The reality is that there are few, if any, instructional or behavioral strategies unique to children with ASD as compared to other children with and without developmental or learning challenges. Good teaching is more guided by the individual needs and learning styles of the child in combination with features of the setting and the training of the educator than the diagnostic category (Anderson & Algozzine, 2007; Sadler & Sugai, 2009; Sugai, 2000; Wehmeyer et al., 2002). Even though children with ASD may require more explicit attention to social and expressive skill development than many of their peers, for instance, how that is taught is not typically different for children with ASD than those without (Derby et al., 1997; Earles et al., 1998).

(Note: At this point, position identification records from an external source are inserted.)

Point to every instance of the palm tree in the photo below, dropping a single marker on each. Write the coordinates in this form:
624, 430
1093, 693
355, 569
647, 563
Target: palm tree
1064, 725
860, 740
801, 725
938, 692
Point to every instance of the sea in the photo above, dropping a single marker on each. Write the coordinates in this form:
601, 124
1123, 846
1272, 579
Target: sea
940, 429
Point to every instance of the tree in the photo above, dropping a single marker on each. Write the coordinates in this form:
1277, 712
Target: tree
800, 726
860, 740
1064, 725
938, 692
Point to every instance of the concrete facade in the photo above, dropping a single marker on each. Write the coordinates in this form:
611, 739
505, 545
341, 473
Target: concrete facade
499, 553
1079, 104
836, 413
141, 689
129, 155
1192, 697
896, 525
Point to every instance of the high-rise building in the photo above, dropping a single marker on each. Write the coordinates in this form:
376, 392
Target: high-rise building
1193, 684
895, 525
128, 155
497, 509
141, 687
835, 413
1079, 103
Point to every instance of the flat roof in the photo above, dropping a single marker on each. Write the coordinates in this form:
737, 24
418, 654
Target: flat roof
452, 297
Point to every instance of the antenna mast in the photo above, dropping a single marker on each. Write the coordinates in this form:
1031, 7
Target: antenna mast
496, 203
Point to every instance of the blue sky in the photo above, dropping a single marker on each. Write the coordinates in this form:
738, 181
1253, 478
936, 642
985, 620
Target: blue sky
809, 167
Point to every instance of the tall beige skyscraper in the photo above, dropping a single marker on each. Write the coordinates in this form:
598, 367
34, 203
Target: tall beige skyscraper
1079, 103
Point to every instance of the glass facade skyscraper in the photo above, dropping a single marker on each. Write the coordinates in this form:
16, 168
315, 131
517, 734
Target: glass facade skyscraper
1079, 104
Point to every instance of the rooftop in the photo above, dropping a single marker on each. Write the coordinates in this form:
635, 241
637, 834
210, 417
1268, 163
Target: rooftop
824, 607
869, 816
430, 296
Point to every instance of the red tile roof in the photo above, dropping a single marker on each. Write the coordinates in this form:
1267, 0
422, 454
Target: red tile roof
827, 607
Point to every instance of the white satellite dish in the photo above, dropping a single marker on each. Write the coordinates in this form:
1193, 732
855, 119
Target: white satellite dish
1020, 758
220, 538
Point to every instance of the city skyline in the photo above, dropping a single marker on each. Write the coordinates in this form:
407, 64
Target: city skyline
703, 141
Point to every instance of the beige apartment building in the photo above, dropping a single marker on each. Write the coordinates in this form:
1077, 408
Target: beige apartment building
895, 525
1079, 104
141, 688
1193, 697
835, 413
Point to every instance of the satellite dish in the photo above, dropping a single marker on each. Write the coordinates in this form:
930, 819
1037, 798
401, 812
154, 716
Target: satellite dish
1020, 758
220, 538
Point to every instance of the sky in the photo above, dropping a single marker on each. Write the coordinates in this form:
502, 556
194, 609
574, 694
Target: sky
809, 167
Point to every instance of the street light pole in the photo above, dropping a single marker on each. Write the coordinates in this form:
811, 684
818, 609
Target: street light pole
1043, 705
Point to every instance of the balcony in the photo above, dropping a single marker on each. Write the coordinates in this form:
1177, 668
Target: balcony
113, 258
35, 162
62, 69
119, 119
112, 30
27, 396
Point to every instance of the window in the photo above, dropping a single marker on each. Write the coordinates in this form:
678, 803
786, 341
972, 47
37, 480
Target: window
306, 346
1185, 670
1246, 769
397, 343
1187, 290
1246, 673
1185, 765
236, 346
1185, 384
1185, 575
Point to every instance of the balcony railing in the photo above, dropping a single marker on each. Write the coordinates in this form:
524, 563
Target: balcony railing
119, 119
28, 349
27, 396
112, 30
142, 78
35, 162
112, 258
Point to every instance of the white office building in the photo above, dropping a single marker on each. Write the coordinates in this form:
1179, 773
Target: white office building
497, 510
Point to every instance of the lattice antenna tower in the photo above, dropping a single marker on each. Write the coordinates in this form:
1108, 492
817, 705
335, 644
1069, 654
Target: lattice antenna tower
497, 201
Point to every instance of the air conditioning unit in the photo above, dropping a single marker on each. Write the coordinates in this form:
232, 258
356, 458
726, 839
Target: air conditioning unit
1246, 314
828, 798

At the same time, social and expressive deficits and related behavioral needs are hardly unique to children with ASD or accountable to a unique ‘internal’ process in persons with ASD. Studies have consistently shown that children with chronic expressive deficits are more likely than the general population to use disruptive and aggressive behaviors for communicative purposes. These same studies have demonstrated that effective intervention for communicative deficits can reduce disruptive behaviors across children with very different developmental diagnoses ranging from conduct disorders to autism (Carr & Durand, 1985; Derby et al., 1997; Gilmour et al., 2004; Horner & Day, 1991). In fact, one study (Gilmour et al., 2004) reported that a significant number of children with conduct disorders had pragmatic language impairments and other behavioral features that were similar in nature and degree to those of children with autism.
The ‘communication hypothesis’ described by Carr and Durand (1985) over twenty years ago continues to be a strong inference for the relevance of purpose, function and context over diagnostic category as the foundation for the challenging behavior often seen in children with ASD. As a result, and an example, Functional Communication Training continues to be a commonly used intervention and instructional model for children with ASD as well as for those across the range of developmental disabilities and special needs (Derby, et al., 1997; Winborn et al., 2002).
This reality may counteract the overriding belief widely referenced in the Commission’s report that presupposes a link between the behavior of children with ASD with a medical illness process like that of a cold or flu. Instead, much of the behavior evidenced by persons with ASD may be better viewed as contextually driven and functionally relevant.